After he recovered from his nomination fiasco of 1888, Sherman was content in the familiar Senate environment. In 1879 he had published Selected Speeches and Reports on Finance and Taxation, from 1859 to 1878.
In the unaccustomed place, under stress of Cuban excitements, it became all too evident that Sherman had a growing and humiliating weakness of memory which incapacitated him for functioning out of his usual routine. The fur-seal, Hawaiian, and Spanish negotiations were taken out of his hands. When the cabinet decided for war with Spain he rose to the defense of his anti-expansionist views, and resigned in protest. Two years of unhappy private life ensued before his final release. He died in 1900.
Initially a Whig, later Sherman was among those anti-slavery activists who formed what became the Republican Party. Politically, he understood the radical, debtor psychology that flourished among his constituents during the three major and four minor depressions that punctuated his tenure of office.
He saw in cancellation of greenbacks the most direct route to specie resumption and declared that a beneficial fall in prices must mark resumption; yet on these very grounds he opposed McCulloch's currency contraction policies of 1866 and 1868. The Middle West being then strongly inflationary, he claimed that resumption would speedily come if the government merely met current obligations. The greenbacks outstanding, he thought, were not too much for the condition of the country. He realized that national credit must be safeguarded by resumption as soon as political conditions permitted; and he entertained dreams of financial reforms international in scope, aiding Emperor Napoleon III's scheme for a stable, unified currency among the great trading nations.

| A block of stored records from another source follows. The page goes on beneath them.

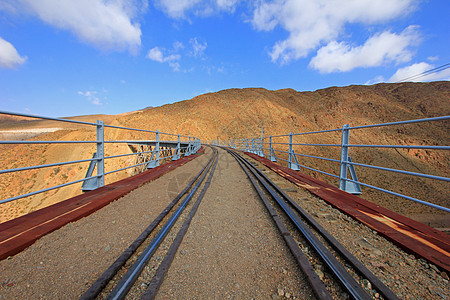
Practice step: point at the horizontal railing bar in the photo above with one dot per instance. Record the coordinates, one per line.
(324, 145)
(46, 166)
(276, 150)
(145, 142)
(129, 154)
(320, 131)
(47, 142)
(400, 171)
(402, 122)
(318, 157)
(402, 146)
(400, 195)
(298, 144)
(46, 190)
(127, 128)
(144, 130)
(140, 164)
(46, 118)
(118, 170)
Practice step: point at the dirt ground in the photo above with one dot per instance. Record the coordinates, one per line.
(231, 251)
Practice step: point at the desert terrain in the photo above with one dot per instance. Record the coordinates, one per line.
(240, 113)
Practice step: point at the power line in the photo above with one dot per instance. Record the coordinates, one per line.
(425, 73)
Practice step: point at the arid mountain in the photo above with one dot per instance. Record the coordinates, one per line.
(240, 113)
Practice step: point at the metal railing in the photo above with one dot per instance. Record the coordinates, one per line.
(351, 185)
(182, 145)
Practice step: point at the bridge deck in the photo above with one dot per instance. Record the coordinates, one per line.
(231, 248)
(19, 233)
(412, 236)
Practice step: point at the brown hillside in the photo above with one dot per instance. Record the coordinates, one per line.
(239, 113)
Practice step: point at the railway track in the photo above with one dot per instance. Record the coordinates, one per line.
(298, 228)
(113, 284)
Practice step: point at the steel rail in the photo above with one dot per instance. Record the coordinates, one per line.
(96, 288)
(346, 280)
(312, 169)
(317, 285)
(400, 195)
(359, 267)
(161, 272)
(127, 281)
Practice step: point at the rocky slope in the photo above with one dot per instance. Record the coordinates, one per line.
(239, 113)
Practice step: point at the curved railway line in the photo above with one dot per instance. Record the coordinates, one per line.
(307, 240)
(311, 232)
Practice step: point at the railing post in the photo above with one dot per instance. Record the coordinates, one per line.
(188, 149)
(100, 153)
(350, 187)
(177, 153)
(344, 157)
(157, 148)
(293, 164)
(272, 155)
(261, 145)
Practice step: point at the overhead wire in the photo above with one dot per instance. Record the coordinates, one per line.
(426, 73)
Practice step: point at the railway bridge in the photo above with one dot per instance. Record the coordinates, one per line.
(225, 221)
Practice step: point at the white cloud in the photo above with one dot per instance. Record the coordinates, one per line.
(382, 48)
(9, 57)
(107, 25)
(198, 48)
(156, 54)
(91, 96)
(376, 80)
(409, 73)
(178, 9)
(311, 23)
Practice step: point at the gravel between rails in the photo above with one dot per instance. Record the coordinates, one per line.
(407, 276)
(231, 250)
(63, 264)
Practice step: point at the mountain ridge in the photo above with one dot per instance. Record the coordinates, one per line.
(240, 113)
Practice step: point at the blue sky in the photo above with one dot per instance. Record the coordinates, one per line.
(64, 57)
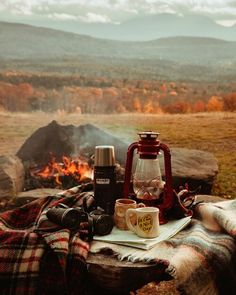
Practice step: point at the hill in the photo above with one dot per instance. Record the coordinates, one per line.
(148, 27)
(175, 57)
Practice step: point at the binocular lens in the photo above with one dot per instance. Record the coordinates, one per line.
(103, 225)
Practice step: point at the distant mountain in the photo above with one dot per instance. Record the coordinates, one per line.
(150, 27)
(20, 41)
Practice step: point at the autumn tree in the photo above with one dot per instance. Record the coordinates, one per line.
(230, 102)
(215, 104)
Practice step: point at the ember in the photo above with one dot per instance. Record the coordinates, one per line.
(62, 174)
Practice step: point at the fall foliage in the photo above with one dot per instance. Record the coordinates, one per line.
(26, 93)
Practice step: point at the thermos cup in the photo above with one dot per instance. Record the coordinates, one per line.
(105, 178)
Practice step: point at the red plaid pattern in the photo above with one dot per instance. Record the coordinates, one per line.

He favored general regulation of interstate commerce but questioned the right of Congress to establish maximum and minimum rates and opposed the prohibition of pooling.
Personality
He was a hardworking and effective laborer.
Connections
On August 31, 1848 he married to Margaret Sarah Cecilia, the only child of a prominent Mansfield lawyer, Judge James Stewart. The Shermans had no children, but adopted a daughter.